The Suckers Choice or The Elusive “AND”

Our youngest daughter is a senior in high school.  Lexie is our “baby” and when she leaves the house next fall, Ginger and I will have the house to ourselves—-YIKES!!  Ginger is already bracing herself AND looking forward to it.  Let me explain.

This week Lexie is working on an assigned paper regarding science and religion.  The question is whether or not they can co-exist.  She is using a plethora of analogies on both sides to make the case.  This can be a very deep and personal topic and as we discussed her ideas, a thought occurred to me.
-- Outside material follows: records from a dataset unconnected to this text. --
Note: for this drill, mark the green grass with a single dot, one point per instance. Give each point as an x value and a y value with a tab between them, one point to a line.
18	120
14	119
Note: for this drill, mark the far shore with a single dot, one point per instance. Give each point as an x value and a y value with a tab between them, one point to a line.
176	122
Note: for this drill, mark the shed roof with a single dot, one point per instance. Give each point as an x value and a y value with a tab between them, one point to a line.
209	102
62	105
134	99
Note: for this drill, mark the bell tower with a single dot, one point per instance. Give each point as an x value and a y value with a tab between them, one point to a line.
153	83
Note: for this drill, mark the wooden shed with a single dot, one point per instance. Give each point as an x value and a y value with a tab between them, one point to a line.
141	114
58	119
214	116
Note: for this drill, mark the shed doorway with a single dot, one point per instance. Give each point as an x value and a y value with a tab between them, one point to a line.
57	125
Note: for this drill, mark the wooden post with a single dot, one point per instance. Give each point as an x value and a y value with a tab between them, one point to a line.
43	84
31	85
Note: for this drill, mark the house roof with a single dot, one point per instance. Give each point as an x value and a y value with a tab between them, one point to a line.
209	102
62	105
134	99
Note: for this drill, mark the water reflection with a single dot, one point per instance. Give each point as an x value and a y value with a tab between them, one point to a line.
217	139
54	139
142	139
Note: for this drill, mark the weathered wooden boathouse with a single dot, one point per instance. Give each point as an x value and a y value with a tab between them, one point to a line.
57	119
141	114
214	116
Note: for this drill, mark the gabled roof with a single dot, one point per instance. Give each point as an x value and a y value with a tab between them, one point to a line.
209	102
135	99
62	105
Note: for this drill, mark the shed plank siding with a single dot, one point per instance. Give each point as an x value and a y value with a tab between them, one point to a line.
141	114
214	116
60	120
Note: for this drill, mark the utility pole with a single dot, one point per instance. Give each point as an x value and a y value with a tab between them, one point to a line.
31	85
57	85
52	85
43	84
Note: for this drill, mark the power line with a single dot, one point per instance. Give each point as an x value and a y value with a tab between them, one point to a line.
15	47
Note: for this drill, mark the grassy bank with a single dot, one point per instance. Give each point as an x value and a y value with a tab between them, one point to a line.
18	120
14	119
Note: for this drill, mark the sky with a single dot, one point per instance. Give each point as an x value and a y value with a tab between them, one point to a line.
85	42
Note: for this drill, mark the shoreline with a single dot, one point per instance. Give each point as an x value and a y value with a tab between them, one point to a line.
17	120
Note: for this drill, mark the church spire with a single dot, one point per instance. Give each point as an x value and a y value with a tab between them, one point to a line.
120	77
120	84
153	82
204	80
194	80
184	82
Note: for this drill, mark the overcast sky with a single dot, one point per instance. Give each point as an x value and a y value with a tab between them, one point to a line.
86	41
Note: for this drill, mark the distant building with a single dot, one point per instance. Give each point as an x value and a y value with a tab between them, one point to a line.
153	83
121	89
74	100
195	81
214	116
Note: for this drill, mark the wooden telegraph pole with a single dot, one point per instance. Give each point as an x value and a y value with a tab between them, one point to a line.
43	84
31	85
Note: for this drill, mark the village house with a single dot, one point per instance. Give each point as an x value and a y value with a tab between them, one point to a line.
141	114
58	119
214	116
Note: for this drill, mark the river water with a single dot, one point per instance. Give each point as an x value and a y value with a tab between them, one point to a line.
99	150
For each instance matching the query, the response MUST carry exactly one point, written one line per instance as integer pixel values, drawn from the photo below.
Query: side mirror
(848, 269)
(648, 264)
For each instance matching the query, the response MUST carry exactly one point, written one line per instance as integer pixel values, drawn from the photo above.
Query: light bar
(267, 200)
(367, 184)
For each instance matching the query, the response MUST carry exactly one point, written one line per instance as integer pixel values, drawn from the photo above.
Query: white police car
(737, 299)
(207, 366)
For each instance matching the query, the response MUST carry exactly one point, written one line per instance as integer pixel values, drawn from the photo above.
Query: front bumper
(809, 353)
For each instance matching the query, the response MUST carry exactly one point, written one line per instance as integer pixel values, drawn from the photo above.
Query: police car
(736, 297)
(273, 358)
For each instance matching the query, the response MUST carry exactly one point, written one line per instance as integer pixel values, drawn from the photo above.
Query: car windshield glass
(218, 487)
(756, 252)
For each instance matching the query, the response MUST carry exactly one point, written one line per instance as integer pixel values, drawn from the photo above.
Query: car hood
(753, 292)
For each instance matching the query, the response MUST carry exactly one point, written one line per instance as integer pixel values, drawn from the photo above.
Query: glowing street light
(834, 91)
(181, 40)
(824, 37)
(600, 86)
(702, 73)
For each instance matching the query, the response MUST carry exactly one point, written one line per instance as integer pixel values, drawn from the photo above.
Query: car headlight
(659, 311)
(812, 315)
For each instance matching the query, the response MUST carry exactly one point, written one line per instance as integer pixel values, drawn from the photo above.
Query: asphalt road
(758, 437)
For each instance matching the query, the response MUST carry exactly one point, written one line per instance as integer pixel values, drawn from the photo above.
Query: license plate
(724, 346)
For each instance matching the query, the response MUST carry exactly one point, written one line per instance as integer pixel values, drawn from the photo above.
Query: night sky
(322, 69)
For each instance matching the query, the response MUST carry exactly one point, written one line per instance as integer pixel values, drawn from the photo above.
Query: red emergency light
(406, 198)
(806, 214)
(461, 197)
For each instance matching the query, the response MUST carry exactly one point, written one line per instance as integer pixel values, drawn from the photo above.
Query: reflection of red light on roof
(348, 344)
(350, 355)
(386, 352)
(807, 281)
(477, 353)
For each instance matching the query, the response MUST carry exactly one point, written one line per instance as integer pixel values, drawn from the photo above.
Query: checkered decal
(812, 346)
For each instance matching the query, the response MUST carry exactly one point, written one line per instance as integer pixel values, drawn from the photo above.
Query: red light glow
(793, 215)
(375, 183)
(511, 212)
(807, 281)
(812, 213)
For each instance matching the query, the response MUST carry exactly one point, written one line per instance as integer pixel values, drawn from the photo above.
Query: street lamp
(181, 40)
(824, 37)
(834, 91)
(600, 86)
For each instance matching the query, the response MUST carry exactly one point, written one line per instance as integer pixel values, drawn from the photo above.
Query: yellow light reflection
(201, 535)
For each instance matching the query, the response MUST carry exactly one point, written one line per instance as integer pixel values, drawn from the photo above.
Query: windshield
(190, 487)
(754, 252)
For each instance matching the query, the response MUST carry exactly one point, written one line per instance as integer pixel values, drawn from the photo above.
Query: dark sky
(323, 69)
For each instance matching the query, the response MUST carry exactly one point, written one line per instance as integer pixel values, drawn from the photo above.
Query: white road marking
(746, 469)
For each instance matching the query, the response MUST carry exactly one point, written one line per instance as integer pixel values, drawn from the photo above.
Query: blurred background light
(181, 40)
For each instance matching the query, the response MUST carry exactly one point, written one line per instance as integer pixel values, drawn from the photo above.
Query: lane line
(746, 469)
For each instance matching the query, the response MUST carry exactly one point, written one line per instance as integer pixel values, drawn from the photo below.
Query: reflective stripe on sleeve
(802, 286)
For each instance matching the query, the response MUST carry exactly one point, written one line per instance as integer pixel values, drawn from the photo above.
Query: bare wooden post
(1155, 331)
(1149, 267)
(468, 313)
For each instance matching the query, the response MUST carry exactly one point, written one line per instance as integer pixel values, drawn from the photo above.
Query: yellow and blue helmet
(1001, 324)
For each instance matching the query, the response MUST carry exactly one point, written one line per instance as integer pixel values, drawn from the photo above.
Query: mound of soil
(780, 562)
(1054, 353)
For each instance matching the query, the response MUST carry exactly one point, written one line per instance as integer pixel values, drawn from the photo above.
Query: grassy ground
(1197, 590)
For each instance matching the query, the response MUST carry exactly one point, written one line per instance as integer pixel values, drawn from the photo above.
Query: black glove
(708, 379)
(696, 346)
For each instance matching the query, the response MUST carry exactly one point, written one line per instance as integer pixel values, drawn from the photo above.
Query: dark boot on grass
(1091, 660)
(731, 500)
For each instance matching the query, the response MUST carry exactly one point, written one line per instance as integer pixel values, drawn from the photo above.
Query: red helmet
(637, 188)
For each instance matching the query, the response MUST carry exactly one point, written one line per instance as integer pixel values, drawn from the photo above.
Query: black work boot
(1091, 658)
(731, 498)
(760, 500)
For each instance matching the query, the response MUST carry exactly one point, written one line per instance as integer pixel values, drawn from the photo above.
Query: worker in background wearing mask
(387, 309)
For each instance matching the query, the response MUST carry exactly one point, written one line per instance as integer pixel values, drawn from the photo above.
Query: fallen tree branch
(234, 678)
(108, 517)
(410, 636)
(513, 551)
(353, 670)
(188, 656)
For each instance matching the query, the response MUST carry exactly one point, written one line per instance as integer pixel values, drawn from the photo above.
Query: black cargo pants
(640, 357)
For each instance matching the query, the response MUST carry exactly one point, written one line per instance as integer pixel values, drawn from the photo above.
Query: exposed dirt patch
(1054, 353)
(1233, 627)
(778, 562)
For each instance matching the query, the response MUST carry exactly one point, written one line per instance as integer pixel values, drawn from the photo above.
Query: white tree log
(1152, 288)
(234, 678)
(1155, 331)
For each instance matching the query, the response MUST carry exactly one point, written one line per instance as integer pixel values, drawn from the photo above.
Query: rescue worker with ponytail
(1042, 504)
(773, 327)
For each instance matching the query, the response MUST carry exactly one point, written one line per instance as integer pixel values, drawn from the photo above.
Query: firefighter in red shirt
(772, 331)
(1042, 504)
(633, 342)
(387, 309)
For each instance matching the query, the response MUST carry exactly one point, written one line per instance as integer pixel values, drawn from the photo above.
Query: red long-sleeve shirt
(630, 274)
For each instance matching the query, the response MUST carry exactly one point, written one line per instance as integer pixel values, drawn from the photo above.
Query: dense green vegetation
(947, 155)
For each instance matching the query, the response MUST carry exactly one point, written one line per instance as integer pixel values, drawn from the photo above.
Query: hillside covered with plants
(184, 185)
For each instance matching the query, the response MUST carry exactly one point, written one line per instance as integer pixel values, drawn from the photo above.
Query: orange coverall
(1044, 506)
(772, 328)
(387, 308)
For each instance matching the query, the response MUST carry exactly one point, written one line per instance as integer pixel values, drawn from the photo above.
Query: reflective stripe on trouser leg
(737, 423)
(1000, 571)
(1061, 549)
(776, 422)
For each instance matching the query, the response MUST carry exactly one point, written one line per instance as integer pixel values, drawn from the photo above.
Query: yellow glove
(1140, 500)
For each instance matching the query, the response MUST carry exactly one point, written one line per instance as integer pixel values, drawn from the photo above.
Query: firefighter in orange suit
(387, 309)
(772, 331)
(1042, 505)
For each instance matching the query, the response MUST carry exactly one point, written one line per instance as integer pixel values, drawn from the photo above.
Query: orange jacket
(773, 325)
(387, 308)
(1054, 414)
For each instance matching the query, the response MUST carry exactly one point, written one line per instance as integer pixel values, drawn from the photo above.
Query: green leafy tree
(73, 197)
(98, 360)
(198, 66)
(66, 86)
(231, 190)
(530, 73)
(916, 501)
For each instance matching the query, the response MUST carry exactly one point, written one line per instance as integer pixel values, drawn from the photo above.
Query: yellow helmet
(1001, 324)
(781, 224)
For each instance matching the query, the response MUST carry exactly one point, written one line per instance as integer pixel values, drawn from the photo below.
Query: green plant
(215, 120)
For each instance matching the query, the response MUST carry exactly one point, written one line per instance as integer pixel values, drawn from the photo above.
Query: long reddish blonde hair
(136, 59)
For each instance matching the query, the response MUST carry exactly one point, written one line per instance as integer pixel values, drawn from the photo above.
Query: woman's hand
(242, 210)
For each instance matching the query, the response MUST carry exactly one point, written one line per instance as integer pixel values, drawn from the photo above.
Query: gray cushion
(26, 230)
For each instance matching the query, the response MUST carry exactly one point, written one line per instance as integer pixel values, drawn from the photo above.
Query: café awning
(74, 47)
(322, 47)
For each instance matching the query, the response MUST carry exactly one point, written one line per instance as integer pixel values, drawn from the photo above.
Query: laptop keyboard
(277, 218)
milky-way-galaxy“Let’s go outside and gaze into the Milky Way,” I suggested.  When you look deep into space, you realize immediately, that we have limitations in both science and religion.  I, personally, believe that not knowing everything is part of the “plan” to develop faith.  Knowing our limitations as mortal beings should allow us to easily accept the premise that science and religion not only can co-exist, but they MUST.  There is no need for them to be mutually exclusive.  We enjoy salt and pepper don’t we?  They compliment our meals terrifically, but can be on opposite ends of the spectrum.

This got me to thinking about a company study recently in the book Crucial Conversations by Patterson, Grenny, McMillan, and Switzler.  In it they talk about two ugly options using the word “either”.  In other words, many conversations in our businesses proclaim this concept, suggesting we can’t have it “both ways”.   This is known as the “Sucker’s Choice”.   When we open ourselves to change and possibilities, and can learn to effectively incorporate the word “And”.  In our business for example, some used to say you can have quality or production, not both.  WRONG.  We can have quality AND production, and we MUST have both.  So we must search for the elusive “AND” while eliminating the sucker’s choice.  This will open up all kinds of possibilities.

Lexie’s school paper brought this home again.  Science AND religion for example can co-exist, and in many aspects of our business and life, we must realize our limitations, stop judging quickly on the surface, look a little deeper and find the elusive “And”.

Side Note… The NASA website (www.NASA.gov) has a gallery of photos each with a short explanation.  The following was taken directly from that site as I thought it was appropriate for this blog entry.  The image is titled “Earthrise” and the caption reads:

earthrise_nasa-photo11

Apollo 8, the first manned mission to the moon, entered lunar orbit on Christmas Eve, Dec. 24, 1968. That evening, the astronauts–Commander Frank Borman, Command Module Pilot Jim Lovell, and Lunar Module Pilot William Anders–held a live broadcast from lunar orbit, in which they showed pictures of the Earth and moon as seen from their spacecraft. Said Lovell, “The vast loneliness is awe-inspiring and it makes you realize just what you have back here on Earth.” They ended the broadcast with the crew taking turns reading from the book of Genesis”.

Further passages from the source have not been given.